1956 fängt Schwesternschülerin Ellen Crosby neu im Klinikum Ambergate an, einer psychiatrischen Einrichtung in Manchester. Geschockt ist sie von den Langzeitpatienten, die schon ihr halbes Leben in der Klinik verbracht haben und als nicht therapierbar gelten. Der Arbeitsalltag ist hart, aber motiviert und engagiert versucht sie trotz des Drucks der ihr vorgesetzten Schwestern empathisch mit den Patientinnen umzugehen. Sie hinterfragt die unmenschlichen Behandlungen wie die Elektrokonvulsionstherapie, vor allem in Bezug auf die fast gleichaltrige Amy Sullivan, eine Patientin, die den Tod ihrer Mutter nicht überwunden hat und von ihrem Vater aus Hilflosigkeit in die Klinik gebracht wurde.

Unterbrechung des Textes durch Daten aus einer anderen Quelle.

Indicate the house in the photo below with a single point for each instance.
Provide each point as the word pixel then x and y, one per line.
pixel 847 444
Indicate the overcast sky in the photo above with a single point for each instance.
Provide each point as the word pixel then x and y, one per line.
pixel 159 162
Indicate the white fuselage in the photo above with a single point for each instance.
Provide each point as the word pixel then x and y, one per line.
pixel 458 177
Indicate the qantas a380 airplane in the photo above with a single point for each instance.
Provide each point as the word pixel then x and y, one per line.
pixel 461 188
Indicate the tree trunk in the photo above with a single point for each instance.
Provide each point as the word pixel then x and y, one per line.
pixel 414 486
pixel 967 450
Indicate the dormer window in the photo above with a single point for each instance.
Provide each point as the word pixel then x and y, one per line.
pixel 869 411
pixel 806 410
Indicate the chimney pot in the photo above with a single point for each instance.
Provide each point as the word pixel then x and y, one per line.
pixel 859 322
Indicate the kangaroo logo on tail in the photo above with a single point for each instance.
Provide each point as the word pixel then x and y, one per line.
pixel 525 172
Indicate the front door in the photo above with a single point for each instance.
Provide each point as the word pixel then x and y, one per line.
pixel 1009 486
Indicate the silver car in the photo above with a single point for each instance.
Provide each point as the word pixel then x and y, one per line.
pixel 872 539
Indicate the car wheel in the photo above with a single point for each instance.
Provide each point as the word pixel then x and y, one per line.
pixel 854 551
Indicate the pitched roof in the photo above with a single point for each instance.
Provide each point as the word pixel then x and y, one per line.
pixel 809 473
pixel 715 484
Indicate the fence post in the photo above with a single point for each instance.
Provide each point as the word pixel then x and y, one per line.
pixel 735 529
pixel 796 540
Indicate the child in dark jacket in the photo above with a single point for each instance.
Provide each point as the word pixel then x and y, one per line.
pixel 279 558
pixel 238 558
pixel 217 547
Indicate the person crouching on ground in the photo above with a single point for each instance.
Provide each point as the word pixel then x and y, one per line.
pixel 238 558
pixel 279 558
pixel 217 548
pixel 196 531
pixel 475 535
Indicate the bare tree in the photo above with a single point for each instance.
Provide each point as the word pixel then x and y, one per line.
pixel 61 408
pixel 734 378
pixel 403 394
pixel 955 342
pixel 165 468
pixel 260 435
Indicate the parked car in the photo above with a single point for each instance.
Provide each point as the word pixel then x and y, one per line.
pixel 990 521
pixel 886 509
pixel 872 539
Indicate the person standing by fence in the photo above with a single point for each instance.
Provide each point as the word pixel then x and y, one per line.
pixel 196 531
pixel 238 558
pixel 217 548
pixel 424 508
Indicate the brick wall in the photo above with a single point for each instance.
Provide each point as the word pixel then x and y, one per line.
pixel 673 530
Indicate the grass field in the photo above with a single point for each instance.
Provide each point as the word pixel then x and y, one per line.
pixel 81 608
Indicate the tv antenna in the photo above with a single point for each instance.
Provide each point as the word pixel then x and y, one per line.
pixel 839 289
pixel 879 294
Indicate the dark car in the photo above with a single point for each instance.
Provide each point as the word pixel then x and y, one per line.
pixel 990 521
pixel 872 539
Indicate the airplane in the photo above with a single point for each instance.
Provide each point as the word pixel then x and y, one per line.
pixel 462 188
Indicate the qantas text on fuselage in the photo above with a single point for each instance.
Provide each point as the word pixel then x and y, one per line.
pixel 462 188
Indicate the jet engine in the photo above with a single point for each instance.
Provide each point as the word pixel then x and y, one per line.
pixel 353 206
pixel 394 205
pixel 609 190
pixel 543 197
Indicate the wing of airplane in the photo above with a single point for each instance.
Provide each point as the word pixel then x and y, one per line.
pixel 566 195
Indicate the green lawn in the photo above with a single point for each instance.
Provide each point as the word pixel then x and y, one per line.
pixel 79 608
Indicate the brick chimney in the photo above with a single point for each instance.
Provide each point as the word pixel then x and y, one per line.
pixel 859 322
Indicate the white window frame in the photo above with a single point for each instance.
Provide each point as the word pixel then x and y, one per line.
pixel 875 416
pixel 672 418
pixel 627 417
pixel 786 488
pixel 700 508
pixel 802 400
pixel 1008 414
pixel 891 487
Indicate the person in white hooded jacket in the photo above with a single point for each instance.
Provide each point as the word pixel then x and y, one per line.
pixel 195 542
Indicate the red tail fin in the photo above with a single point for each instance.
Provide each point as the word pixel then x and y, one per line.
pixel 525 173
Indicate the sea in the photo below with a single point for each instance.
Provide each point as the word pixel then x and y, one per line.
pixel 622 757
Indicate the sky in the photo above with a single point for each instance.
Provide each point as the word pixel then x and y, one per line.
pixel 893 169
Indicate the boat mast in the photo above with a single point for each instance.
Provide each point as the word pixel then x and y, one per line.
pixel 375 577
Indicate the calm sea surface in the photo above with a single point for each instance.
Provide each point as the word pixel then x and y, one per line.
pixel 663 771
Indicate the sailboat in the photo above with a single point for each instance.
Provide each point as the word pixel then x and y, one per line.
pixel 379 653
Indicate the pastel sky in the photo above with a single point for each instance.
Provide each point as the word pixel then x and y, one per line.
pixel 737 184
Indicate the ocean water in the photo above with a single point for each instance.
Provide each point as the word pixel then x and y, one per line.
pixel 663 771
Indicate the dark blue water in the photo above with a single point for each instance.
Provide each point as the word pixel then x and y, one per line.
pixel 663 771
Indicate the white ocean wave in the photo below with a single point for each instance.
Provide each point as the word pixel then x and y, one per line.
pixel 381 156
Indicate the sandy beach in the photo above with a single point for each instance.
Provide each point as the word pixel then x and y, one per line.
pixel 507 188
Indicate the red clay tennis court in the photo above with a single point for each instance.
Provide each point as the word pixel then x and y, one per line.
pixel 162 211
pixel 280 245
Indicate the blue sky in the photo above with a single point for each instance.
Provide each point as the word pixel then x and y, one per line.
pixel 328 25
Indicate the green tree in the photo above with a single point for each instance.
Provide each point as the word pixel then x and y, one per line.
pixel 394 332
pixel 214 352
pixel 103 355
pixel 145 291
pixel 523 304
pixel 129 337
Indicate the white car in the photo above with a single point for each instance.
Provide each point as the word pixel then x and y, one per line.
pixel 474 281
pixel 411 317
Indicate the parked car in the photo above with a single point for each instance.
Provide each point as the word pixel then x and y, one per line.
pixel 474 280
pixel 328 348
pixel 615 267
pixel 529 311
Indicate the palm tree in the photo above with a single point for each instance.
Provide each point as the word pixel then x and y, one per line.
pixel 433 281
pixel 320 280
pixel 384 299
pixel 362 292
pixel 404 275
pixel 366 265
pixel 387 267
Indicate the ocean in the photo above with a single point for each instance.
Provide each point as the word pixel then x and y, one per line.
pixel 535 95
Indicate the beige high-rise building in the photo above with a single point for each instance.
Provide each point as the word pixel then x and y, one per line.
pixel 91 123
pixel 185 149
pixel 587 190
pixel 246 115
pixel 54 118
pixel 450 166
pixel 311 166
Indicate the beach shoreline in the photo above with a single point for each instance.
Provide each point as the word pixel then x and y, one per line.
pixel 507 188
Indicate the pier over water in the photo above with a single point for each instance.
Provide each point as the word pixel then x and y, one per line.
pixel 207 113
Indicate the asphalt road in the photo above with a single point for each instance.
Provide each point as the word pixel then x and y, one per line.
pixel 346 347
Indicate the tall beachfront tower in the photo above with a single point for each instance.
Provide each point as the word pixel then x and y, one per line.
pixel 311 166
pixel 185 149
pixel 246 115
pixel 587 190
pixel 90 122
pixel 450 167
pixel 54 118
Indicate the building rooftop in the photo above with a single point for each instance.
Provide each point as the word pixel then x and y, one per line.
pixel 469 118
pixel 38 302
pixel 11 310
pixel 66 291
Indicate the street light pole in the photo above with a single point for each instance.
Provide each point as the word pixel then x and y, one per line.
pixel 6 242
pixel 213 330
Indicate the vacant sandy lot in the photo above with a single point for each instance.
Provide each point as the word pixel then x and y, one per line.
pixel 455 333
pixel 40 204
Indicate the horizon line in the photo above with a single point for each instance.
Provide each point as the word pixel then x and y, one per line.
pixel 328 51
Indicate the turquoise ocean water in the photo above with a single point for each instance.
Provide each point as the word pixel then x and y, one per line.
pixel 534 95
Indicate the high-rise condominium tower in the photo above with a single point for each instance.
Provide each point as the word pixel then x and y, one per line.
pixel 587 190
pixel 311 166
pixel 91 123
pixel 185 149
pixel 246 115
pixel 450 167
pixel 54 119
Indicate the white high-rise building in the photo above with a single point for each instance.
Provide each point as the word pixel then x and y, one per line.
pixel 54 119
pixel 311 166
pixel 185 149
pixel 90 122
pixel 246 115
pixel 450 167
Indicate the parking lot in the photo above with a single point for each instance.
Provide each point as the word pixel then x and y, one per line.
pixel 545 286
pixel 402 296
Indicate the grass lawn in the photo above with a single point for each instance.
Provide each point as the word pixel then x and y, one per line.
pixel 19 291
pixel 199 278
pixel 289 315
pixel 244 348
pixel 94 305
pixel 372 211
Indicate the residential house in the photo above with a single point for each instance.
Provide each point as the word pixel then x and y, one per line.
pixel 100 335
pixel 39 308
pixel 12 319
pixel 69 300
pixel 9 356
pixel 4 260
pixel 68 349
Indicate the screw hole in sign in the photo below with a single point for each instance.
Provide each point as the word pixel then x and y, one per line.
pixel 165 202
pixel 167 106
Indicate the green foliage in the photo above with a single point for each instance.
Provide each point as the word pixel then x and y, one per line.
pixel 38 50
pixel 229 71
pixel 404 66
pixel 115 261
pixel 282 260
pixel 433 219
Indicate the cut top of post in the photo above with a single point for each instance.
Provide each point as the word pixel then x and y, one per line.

2006 interessiert sich Sarah Charlton für das in den 1970er-Jahren geschlossene Klinikum Ambergate, wo ihr Vater als Arzt gearbeitet hat. Sie ist Historikerin und dabei ein Buch zu verfassen, um den ehemaligen Patienten eine Stimme zu geben, erhält dabei aber keine Unterstützung von ihrem Vater. Auf dem Dachboden des im Verfall begriffenen Gebäudes, in das sie heimlich eindringt, findet sie eine Vielzahl von Koffern ehemaliger Patienten.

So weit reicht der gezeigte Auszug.